The setup is that when an image frame comes in at time t_n, the model will predict the next frame t_n+1 based on the frames it has seen before. In the picture below, we can see the actual vs. predicted image frames broken down by time sequences. At t_0, we ask the model to predict what is going to happen at t1, based on what it sees at that point of time. At t1,the model predicts what is going to happen at t2, but this time, in addition to what it sees at t1, it uses the memory preserved from t0 as well (what you would expect from a stateful computation). This process goes on as the video streams.
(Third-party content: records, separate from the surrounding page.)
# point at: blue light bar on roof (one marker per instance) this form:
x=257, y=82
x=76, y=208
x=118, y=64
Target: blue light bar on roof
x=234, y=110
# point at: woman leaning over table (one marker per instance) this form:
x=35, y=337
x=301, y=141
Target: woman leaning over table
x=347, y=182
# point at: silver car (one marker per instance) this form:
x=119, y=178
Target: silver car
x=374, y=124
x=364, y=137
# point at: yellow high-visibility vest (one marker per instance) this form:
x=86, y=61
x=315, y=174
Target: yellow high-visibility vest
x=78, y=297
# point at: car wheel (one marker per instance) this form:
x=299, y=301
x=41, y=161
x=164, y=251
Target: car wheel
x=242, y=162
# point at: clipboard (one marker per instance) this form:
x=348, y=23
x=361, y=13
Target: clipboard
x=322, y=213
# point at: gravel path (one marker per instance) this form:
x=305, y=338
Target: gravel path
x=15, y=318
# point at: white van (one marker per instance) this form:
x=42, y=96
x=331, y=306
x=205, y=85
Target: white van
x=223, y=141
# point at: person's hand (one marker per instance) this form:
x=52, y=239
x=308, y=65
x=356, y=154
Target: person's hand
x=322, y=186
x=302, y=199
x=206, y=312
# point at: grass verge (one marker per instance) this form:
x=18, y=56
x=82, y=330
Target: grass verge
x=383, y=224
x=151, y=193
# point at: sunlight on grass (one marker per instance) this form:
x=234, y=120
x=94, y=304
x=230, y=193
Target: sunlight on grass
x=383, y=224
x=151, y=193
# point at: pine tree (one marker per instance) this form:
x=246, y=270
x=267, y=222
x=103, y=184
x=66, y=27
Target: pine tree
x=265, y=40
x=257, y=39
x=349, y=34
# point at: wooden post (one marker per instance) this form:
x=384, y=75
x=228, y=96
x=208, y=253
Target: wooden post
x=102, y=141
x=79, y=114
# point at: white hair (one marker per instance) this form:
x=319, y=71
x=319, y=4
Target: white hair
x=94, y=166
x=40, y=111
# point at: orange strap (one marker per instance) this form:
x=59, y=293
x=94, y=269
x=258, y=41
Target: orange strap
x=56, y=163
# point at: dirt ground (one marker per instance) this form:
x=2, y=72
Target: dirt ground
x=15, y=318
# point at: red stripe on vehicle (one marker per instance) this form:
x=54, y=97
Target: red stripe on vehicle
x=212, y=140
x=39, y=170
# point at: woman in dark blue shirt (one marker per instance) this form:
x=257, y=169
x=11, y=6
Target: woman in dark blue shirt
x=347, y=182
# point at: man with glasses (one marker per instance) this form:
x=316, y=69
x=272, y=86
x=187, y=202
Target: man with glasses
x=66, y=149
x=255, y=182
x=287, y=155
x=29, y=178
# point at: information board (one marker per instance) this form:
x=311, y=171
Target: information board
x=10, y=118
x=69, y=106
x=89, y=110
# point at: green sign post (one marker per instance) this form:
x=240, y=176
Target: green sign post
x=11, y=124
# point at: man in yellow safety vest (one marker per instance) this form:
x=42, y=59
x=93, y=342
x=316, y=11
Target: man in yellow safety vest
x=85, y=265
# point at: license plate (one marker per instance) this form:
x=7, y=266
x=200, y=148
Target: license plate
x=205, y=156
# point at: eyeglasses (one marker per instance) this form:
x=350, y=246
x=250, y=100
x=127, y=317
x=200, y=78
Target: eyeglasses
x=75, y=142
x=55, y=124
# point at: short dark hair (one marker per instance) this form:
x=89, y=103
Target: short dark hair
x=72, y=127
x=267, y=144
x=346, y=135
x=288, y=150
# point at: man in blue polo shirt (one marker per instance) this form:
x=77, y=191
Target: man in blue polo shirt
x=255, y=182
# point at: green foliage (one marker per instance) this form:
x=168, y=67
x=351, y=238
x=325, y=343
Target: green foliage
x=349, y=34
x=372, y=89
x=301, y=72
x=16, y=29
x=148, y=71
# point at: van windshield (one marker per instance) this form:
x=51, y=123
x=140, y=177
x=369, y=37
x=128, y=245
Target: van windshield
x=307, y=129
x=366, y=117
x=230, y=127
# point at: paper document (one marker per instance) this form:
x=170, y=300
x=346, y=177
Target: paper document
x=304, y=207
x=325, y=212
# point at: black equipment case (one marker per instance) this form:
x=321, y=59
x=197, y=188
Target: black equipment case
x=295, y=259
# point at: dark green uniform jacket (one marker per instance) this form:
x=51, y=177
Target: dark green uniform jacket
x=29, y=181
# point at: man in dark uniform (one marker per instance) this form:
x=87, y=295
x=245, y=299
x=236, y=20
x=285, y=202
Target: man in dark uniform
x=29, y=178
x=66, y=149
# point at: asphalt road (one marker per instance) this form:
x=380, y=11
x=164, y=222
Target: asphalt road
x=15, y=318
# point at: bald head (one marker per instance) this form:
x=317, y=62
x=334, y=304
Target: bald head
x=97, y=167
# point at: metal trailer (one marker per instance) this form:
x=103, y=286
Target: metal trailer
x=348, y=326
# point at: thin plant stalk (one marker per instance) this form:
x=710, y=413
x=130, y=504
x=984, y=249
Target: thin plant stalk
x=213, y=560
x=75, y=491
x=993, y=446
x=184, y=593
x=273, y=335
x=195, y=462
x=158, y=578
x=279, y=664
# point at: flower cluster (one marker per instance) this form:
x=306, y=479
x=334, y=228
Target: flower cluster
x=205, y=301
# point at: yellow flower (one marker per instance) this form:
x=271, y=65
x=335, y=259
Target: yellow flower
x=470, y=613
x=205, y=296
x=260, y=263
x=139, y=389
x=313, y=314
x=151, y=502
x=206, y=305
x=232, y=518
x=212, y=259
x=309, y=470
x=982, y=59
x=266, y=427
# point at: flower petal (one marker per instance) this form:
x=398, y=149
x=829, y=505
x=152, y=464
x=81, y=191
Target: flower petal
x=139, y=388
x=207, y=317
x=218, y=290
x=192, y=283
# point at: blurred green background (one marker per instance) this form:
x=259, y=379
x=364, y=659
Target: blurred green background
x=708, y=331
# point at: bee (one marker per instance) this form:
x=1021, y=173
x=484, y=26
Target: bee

The next thing we need to do is to compute the reconstruction error between predicted and actual frames. There are a lot of choices for the error computation, but mean square error is one of the most straightforward solution that fits the problem – amplify the bigger differences.
In the figure below, you can see the reconstruction error (Y axis) vs. time plot (X axis) plot. Initially, the error was really low as printing has not started and our model recognizes nothing was wrong. At time t1, the error suddenly peaks at a huge value when it first sees anomalous frame predicted t1. This is because the prediction it was making is actually based on an normalactual t0. At the next frame, t2, the error drops to a lower value, which is still significantly higher than those of normal videos. This valuable behavior can be attributed to the fact that model, when trained, did not see any videos like these abnormal sparks and thus is incapable of predicting next frame accurately. Therefore, the reconstruction error will be high, exactly like what we saw from the black cat example earlier. Lastly, we can see a simple threshold can be drawn to distinguish normal and anomalous frames perfectly.
Anomaly detection in action!
Now let’s see the algorithms running in action! In the demo below, the top left video is the real stream that comes in, the right hand side one is predicted video from the model, and the bottom is the time series of reconstruction error in sync with the video frames. Despite highs and lows, a moving avg of the error is constantly above a simple thresholding line we draw.
Performance of the model
So far, we have visually inspected that this model can detect anomalies on the example I demonstrated. But how does the model perform in reality? I manually labelled 100 videos (50 positives & 50 negatives) and plotted out the precision-recall curve. A 100% recall at 90% precision which looks very promising.
When more labelled data is available, we can have more confidence about the model performance on set that follows a true distribution. And this can be easily realized for by sampling from different prediction result bins of the model, and having a human export to label the videos.
In this project, I utilized a unsupervised deep learning framework that detects anomaly from videos of 3D printing process. The model, constructed from CNN+RNN(LSTM), predicts future frames from input image sequences. I leveraged reconstruction error to signal anomaly and achieved 90% precision at 100% recall on a 50/50 set. Relativity Space is very excited about the results and we are in the process of discussing platforms for productionisation and deployment.
In the end, I want to give thanks to Ed Mehr, my contact at Relativity Space, who has been very responsive to my requests and provide many useful information that help me better understand the problem. I am also very grateful to Alex Gude, data science advisor at Relativity Space, who has been providing tremendously helpful advice to me during different stages of this project. It has been great pleasure interacting and learning from them. I look forward to see the model being used in real production of rocket printing!